The snowy streets and tony lodges of Park City, Utah, home of the Sundance Film Festival, are a world away from the earthquake-ravaged town of Port-au-Prince, Haiti.

That distance will be bridged this weekend, when Flow Nonfiction co-founder David Modigliani presents the creative group's short documentary, "Espwa (Hope)," outside of competition in Park City at a private screening Saturday night.

After the earthquake that rocked Haiti just over a year ago, the small island nation's capital, Port-au-Prince, was devastated. Thousands of people died, hundreds of thousands were displaced and the infrastructure was destroyed.

Tide, as part of its Loads of Hope campaign and in conjunction with Operation Blessing International, shipped 10 energy-efficient washers and dryers to the ravaged country to help clean linens and clothing at Port-au-Prince's General Hospital and Zanmi Beni Orphanage. The combined efforts of Tide and Operation Blessing International led to a cleaner environment for patients and children and saved time for medical services workers who had been cleaning infected linens and clothing by hand.

The filmmakers from Flow Nonfiction documented the delivery of the machines and the transformation at the hospital and orphanage. The project is the most recent example of branded content produced by Modigliani and his partners David Rice (executive producer) and Matt Naylor (creative director) at Flow Nonfiction.

The group met while working on Modigliani's critically acclaimed documentary "Crawford," which examined the sleepy Texas town that became home to George W. Bush's Western White House. During that production, Naylor, who served as the film's editor, and Rice, who composed the score, split their time between working on "Crawford" and post-producing a series of short films for the Clinton Global Initiative.

"We had this simultaneous experience of creating a feature-length creative documentary and making shorter content for nonprofits and socially conscious companies," Naylor said. "The idea of Flow Nonfiction was really born out of that confluence — taking the approach that we took to documentary filmmaking and applying it to promoting good work that is being done out in the world. Plus, after working nights together for nearly a year, we still found that we all liked each other. It would have been a shame not to have continued the partnership."

The trio founded Flow Nonfiction in March 2009. Modigliani, a graduate of Harvard University and the University of Texas' Michener Center for Writers, said the partnership was born out of a desire to give a stronger and more compelling voice to corporations and nongovernmental organizations whose message of social responsibility he felt was not reaching a great enough audience.

"There's a fear of self-congratulation. A lot of these stories wind up buried on page 22 of the sustainability report," Modigliani said. "We thought our storytelling skills as documentary filmmakers lent themselves well to telling these kinds of stories of corporate social responsibility or of the work that nonprofits are doing."

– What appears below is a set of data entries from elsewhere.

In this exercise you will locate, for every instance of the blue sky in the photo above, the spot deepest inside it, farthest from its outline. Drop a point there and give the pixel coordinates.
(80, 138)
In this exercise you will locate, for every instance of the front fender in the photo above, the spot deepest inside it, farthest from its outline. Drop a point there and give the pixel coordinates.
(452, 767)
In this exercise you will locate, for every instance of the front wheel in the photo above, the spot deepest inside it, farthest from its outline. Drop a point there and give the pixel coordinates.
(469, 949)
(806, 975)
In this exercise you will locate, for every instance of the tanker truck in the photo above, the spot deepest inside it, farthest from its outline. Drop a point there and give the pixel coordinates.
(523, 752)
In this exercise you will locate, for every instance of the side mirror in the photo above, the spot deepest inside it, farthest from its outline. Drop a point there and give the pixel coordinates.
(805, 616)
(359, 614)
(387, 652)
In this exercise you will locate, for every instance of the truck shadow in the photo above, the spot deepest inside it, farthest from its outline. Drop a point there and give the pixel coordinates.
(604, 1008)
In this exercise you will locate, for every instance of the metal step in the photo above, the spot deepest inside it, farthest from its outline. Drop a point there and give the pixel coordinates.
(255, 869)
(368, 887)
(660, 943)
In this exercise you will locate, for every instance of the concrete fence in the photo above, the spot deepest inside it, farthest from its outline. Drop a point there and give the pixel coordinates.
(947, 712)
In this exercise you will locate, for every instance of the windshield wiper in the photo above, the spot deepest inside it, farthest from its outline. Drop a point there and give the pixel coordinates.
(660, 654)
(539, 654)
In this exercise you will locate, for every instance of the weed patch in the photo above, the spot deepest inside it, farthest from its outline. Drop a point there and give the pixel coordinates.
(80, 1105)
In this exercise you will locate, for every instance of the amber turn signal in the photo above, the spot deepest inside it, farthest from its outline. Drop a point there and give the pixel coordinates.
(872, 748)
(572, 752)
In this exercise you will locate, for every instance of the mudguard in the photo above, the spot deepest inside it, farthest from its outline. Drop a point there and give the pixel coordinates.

The company runs in a truly collaborative style, with each of the men wearing multiple hats. And with their connections in Austin, they say there is no shortage of talent on which to rely, for everything from production work to musical help. In addition to a local crew on "Espwa," Rice, who composed the moving score for the film, called on Austin musicians such as the Tosca Strings and trumpeter Ephraim Owens.

"Our primary edit bay is right next to my music studio," Rice said, "so Matt and David are able to be a big part of the music creation process. It's always a blast to get them and the musicians together, and we've got such a great pool of talent to work with here in Austin."

Modigliani recognizes that branded content inherently has a promotional element but says clients recognize the need to purvey quality content in order to connect with their consumers on an emotional level outside of a one-to-one traditional advertising format. The co-director of "Espwa" says Tide trusted him and his team to tell the story they envisioned.

"Tide wanted a light hand when it came to branding. u2026 They didn't want it to feel like a promotional video; they wanted it to feel like a film," Modigliani said. "It was a really positive experience in which their notes consistently led us away from a more ad-driven approach and more toward a filmmaking-storytelling approach, and they're positioning the release of it in that way. I'm proud of the storytelling skills and documentary filmmaking skills we brought to the film."

As Flow Nonfiction continues to add to its roster of clients, each of the partners attempts to carve time out to work on various creative projects. But Modigliani says they appreciate the unique opportunity afforded by the branded content.

"The work we're doing brings us to new stories that we would not necessarily have chosen and would not necessarily have had the opportunity to tell," Modigliani said. "We would never have been able to go to Haiti and have that access. Each project brings with it a creative challenge that I feel helps us develop our filmmaking chops. u2026 I'm excited every day when I go into the office to tackle what's happening."